Volatility as the World’s Most Traded Currency
Volatility is no longer a condition of markets; it is the market. It transcends borders, asset classes, and economies, functioning like a real global currency that reprices value, redirects capital, and reshapes trends in real time. It is not anchored to any single nation or benchmark. It circulates everywhere.
This is not a Nigeria-specific phenomenon. It is global, structural, and persistent, driven by shifting geopolitics, fragmented supply chains, technological acceleration, policy uncertainty, and rapid information flow.
Prices no longer move solely on fundamentals; they move on expectations, narratives, and speed. In such an environment, volatility itself becomes a pricing mechanism, influencing market value and momentum as decisively as earnings or growth projections.
The critical question, therefore, is not whether volatility will occur. It is guaranteed. The real differentiator is response.
History shows that most businesses and investors do not fail because conditions change. They fail because their strategies assume stability in an unstable world. When volatility is treated as an anomaly, decision-making becomes reactive.
When it is recognised as a constant, strategy becomes adaptive. This is where scenario planning shifts from a theoretical exercise to a competitive necessity. By embedding scenario planning into strategic thinking, organisations move beyond linear forecasts.
They prepare for multiple futures: favourable, adverse, and asymmetric outcomes that sit between the extremes. For each scenario, they define triggers, responses, and capital allocation priorities.

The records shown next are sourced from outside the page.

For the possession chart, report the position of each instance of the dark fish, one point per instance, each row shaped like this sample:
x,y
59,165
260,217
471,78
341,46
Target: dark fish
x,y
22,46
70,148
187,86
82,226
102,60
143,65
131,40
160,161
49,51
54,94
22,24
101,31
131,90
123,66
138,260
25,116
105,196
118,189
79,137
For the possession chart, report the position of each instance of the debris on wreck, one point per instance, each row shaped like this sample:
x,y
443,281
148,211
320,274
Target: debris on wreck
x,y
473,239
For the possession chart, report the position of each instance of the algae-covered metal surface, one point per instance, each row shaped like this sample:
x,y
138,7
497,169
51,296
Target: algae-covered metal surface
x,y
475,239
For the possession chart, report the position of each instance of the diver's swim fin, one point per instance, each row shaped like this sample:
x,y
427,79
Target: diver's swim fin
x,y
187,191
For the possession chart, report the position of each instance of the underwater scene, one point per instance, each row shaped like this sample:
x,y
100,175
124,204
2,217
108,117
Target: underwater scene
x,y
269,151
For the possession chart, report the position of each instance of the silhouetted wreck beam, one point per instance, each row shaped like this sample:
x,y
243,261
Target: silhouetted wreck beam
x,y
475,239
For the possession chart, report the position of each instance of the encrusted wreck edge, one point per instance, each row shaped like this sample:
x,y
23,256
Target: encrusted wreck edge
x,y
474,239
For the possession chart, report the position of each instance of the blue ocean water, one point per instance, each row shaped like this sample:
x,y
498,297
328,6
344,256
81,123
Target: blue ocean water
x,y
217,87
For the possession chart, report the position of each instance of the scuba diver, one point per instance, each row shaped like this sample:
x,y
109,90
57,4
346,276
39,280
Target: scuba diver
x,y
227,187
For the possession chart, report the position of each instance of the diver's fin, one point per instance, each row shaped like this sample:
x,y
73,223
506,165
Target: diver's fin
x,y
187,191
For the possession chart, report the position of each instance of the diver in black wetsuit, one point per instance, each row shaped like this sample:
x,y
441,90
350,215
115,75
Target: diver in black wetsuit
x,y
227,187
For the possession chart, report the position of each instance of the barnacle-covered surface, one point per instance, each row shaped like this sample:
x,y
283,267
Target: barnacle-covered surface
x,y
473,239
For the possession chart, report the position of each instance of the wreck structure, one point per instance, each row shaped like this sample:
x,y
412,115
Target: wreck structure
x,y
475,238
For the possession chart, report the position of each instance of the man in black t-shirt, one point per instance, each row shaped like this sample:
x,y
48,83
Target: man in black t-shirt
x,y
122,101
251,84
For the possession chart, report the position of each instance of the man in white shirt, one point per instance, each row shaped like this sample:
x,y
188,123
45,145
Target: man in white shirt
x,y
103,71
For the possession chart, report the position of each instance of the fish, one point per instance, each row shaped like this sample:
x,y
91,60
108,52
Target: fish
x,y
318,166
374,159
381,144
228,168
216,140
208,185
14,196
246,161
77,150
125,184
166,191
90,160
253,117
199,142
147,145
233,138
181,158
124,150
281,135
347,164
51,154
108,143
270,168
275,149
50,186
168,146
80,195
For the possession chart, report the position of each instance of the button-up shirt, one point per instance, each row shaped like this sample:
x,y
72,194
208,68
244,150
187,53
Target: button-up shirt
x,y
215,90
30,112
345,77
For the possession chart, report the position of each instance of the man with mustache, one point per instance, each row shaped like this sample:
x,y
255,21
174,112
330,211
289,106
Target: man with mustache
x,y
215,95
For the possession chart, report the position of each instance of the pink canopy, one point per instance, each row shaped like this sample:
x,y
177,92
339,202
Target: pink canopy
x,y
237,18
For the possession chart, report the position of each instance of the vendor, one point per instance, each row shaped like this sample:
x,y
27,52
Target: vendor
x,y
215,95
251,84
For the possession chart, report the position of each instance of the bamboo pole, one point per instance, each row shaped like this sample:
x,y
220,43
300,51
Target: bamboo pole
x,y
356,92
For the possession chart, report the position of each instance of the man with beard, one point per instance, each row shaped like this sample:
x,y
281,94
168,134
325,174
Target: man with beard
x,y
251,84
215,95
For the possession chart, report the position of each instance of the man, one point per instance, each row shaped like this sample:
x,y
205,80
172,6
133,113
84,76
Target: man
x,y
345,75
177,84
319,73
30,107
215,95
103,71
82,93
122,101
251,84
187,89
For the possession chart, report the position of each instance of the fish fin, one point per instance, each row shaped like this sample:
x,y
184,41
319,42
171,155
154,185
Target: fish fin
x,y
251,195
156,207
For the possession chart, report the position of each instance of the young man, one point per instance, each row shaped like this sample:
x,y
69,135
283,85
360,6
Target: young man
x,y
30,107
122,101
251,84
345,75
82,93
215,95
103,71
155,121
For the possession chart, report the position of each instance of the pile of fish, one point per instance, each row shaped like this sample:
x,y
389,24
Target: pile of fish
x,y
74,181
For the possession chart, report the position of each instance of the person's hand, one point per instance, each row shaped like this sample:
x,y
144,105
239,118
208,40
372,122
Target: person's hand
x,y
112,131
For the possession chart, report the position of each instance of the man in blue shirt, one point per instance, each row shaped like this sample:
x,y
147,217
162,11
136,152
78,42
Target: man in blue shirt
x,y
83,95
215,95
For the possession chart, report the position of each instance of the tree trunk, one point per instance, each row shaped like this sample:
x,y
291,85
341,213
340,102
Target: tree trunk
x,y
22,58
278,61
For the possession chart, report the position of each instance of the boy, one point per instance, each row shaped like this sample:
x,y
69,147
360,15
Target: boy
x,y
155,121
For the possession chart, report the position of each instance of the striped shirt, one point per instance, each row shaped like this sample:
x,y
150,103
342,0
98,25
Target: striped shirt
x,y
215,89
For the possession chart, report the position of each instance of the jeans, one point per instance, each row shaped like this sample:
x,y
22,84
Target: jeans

This discipline builds resilience. More importantly, it reveals opportunity. Volatility compresses timeframes, misprices assets, and reallocates market leadership. Those prepared to act with clarity can capture value while others are still assessing the shock.
In today’s markets, momentum is not just about direction; it is about preparedness. The ability to anticipate, rather than react, determines who absorbs disruption and who converts it into advantage.
So the real question remains that are you prepared for the unimaginable? Because in a world where volatility is the dominant currency, preparedness is what preserves value and what creates it.